A pause. "The back parlour." She's looking at the window again, the mountain going dark behind the glass. "I didn't step away because I didn't want to."
I stand in her kitchen doorway with the cold coming in and I don't say anything because there isn't anything to say that wouldn't be too much too fast.
I drive home in the dark. Rivet rides with her nose against the glass the whole way, watching the road behind us, and I let her, because one of us should.
I don't sleep that night either. But it's a different kind of not sleeping — less like a man who went too far, more like a man who knows exactly where he's going and is trying to be patient about getting there.
I'm stubborn.

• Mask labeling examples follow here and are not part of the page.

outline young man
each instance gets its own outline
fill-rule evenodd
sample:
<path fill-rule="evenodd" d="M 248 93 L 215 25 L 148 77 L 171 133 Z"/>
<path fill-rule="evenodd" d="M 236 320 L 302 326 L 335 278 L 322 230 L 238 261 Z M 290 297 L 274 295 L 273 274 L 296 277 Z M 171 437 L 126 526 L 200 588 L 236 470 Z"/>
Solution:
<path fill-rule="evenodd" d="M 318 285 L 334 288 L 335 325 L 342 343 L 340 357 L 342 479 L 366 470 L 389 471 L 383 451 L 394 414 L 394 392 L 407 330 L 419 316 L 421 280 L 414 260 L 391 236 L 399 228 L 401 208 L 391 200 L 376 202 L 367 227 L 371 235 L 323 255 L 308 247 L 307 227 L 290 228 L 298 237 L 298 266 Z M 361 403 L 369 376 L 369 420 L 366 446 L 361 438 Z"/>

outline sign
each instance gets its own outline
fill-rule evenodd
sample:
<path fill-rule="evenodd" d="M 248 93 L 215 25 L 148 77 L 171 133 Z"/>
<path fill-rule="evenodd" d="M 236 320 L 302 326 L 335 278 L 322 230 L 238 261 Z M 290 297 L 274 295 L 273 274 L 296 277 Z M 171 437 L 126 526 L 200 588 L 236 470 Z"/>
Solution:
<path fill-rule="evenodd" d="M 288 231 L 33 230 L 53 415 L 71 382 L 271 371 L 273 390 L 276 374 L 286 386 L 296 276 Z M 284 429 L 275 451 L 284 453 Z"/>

But for her, I’ll make an exception.
five
Maple
Theboilerisfine.I checked.
I'm standing at the kitchen window in my vintage nightgown, looking at the mountain and thinking about Monday. He said Monday. It's been four days since Troy left and four days since Nash stood in my doorway and said you're not almost out of options like it was the simplest fact in the world, and I have been waiting with a patience I fundamentally do not possess.
He kissed me in the back parlour and I stepped away like a coward. I have been regretting it in a very specific and physical way ever since.
I pick up my phone. Put it down. Look at the mountain for thirty seconds like it's going to offer an opinion.
Pick it back up.
He answers on the second ring.
"Brennan."
"It's Maple." A pause. "I think there's something wrong with the boiler."